Sunday 17 March 2013

• Rain stops play for most of the afternoon - The Guardian

Oh, the irony of it. Drought conditions across New Zealand and yet for the second Test in a row a match severely affected by the weather. This time there was a warning – England's whole strategy has been predicated on the probability of rain on the last two days of the second Test – so it will not have come as a great surprise that the penultimate day was so disrupted that there was no play possible between lunch and 5.10pm at which point 22 overs were left to bowl. Six of these were sent down before another brisk shower homed in on the Basin Reserve and the players were forced from the field once more. Thereafter it teased and tantalised, the showers returning just as play was about to resume. Play was abandoned shortly before 6pm.

At the end of the day, it left England a little further from forcing the victory for which they had hoped, and New Zealand a little closer to salvaging the match to go to Auckland for the final Test on Friday with the series still to play for. If Cyclone Sandra, whose passage down the Tasman caused the rain, had made herself obvious some while back, there can be few prognosticators before the series who saw that situation arising.

New Zealand, 77 for one overnight, had advanced to 153 for two at lunch and within 58 of their first task of avoiding an innings defeat. A further 9 runs were chiselled out in the final session to leave the talented young right-hander Kane Williamson unbeaten on 55, an accomplished mature innings without blemish over the course of 174 deliveries, and Ross Taylor, out first ball in the first innings, still there and starting to look confident on 41, their unbroken third wicket partnership worth 81.

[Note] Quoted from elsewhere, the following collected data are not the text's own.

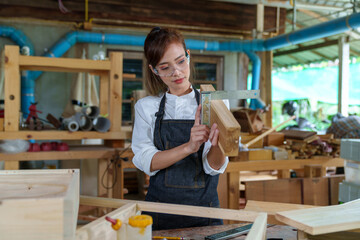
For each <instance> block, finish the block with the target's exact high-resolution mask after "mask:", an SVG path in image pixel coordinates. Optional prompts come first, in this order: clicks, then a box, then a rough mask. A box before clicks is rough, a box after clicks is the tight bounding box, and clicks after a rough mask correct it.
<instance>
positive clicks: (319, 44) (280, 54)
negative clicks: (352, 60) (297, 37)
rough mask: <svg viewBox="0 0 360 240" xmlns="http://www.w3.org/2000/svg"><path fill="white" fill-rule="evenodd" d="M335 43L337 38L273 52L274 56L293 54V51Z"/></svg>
mask: <svg viewBox="0 0 360 240" xmlns="http://www.w3.org/2000/svg"><path fill="white" fill-rule="evenodd" d="M337 44H338V40H330V41H324V42H322V43H317V44H312V45H307V46H300V47H297V48H294V49H290V50H285V51H277V52H274V57H278V56H282V55H289V54H294V53H298V52H303V51H309V50H313V49H318V48H323V47H328V46H332V45H337Z"/></svg>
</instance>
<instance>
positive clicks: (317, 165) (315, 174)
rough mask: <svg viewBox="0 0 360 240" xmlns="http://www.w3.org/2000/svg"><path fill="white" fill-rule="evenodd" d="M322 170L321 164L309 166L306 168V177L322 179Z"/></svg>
mask: <svg viewBox="0 0 360 240" xmlns="http://www.w3.org/2000/svg"><path fill="white" fill-rule="evenodd" d="M321 168H322V166H321V165H320V164H309V165H305V166H304V177H306V178H318V177H321V176H322V174H321Z"/></svg>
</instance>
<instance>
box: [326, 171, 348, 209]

With the rain correctly forecast for the afternoon, England will have been hoping to get more out of the morning than they managed. The ball, 33 overs old, ought to have been relatively hard (although the Kookaburra does tend to go soft quickly and suddenly) and more might have been expected of the seamers. It had been a tough day previously, particularly for Stuart Broad and Jimmy Anderson with Steve Finn struggling to find rhythm. Anderson was said to be carrying a back niggle too, something born out by his general absence from warm-ups and on-field calisthenics. Both he and Broad looked a little jaded, lacking the spark of the previous day.

It was Anderson though who managed the singular breakthrough after 20 minutes play when Peter Fulton played flat-footedly at a ball outside off stump and edged at knee-height to Alastair Cook at first slip. It is extraordinary how a player as tall as Fulton fails to make use of his height.

Anderson soon gave way to Monty Panesar however. In the first innings, he had largely played a holding role for the seamers but more was going to be expected. He had taken the first wicket the previous evening, that of the left-hander Hamish Rutherford, by making use of the rough on that side of the pitch, but now he would be bowling almost exclusively at right-handers.

There was though some immediate turn for him even from around the wicket, and it really did look as if there was a chance for him to make an impact.

He upped his pace: a bowler, as he showed in India, who can still spin the ball at a speed that others cannot while maintaining his control. It is dangerous if the ball is biting for there is no chance for batsmen to use their feet.

Both Williamson and Taylor played him well though, although Williamson looked less certain when he opted to bowl over the wicket and into the rough. Only a rare few deliveries beat the bat however, leaving the clutch of close fielders craving their catches and getting none. With lunch approaching, Cook decided to give Joe Root's off spin a whirl and he duly obliged with a long hop which Williamson was able to dispatch to reach his half century.